With over 290,000 people in the United States living with SCI and with roughly 17,000 new cases each year, spinal cord injury (SCI) is a serious condition that significantly impacts the lives of those affected. 

Considering the complexity associated with SCI, current treatments for SCI continue to focus mainly on managing symptoms and providing physical rehabilitation. However, recently there has been growing interest in exploring the potential of regenerative medicine, particularly stem cell therapy, for treatment of SCI.

Bydon et al.’s Phase I clinical trial explored the safety of injecting autologous adipose-derived mesenchymal stem cells (AD-MSCs) into the spinal fluid of patients with traumatic spinal cord injury (SCI). 

The study successfully manufactured and administered the stem cells to all patients without any serious adverse events (AEs). Although some non-serious AEs, including headache and musculoskeletal pain, were observed, none of the patients were excluded from the study as a result. 

At the conclusion of this study, the authors found that several participants showed improvements in sensory and motor functions, as assessed by the American Spinal Injury Association (AIS) impairment scale.

Previous research has indicated that mesenchymal stem cells (MSCs) might aid in neurogenesis, angiogenesis, immune regulation, and neuronal plasticity. AD-MSCs, in particular, are advantageous due to their ability to regenerate nerves and blood vessels, their ease of extraction, and availability. 

This study’s findings align with earlier studies, which also reported no serious AEs from intrathecal AD-MSC injections in SCI patients. Similar safety profiles were observed in studies involving other neurodegenerative diseases like amyotrophic lateral sclerosis (ALS) and multiple sclerosis.

Bydon et al.’s reported changes in MRI scans following the stem cell injections as part of this study. Previous studies have reported mixed conclusions on whether these changes are linked to neurological decline.
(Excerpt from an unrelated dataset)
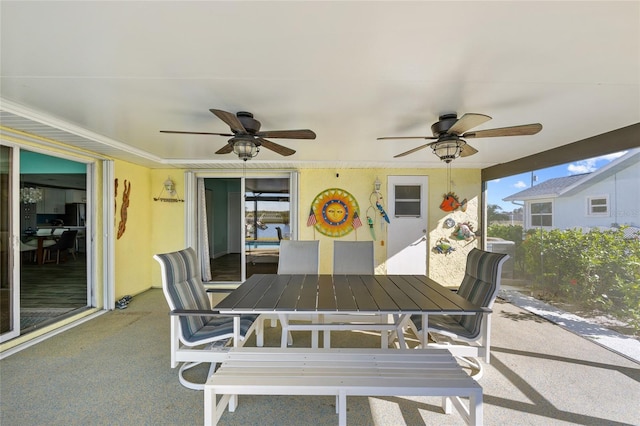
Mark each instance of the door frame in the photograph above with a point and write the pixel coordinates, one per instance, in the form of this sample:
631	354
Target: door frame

Some suggest that these MRI findings could be due to inflammation from the stem cell treatment, potentially leading to nerve root compression. However, in this study, the authors found that these MRI changes did not correlate with neurological deterioration, indicating that they might be benign reactions.

While some patients showed improvements in their AIS grades, the authors caution that these findings should be carefully interpreted due to the limitations associated with this Phase I trial, including the lack of a control group. 
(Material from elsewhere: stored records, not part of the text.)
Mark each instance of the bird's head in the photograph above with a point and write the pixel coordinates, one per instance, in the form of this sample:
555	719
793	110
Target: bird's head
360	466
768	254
Bydon et al. call for future larger-scale, randomized controlled trials to conclusively determine the benefits of AD-MSC injections. Additionally, they recommend expanding the study to include a broader range of cytokines and immunomodulatory markers to provide a deeper understanding of the stem cells’ mechanisms.

The authors conclude that this trial demonstrated the safety of intrathecal AD-MSC injections in SCI patients, with no serious AEs reported. Seven out of ten patients showed improvements in their AIS grades. These results encourage further research to evaluate the impact of AD-MSCs on neurological outcomes and to explore their potential in aiding late-stage recovery in SCI patients.

Source: Bydon M, Qu W, Moinuddin FM, Hunt CL, Garlanger KL, Reeves RK, Windebank AJ, Zhao KD, Jarrah R, Trammell BC, El Sammak S, Michalopoulos GD, Katsos K, Graepel SP, Seidel-Miller KL, Beck LA, Laughlin RS, Dietz AB. Intrathecal delivery of adipose-derived mesenchymal stem cells in traumatic spinal cord injury: Phase I trial. Nat Commun. 2024 Apr 1;15(1):2201. doi: 10.1038/s41467-024-46259-y. Erratum in: Nat Commun. 2024 Jun 5;15(1):4799. doi: 10.1038/s41467-024-48979-7. PMID: 38561341; PMCID: PMC10984970.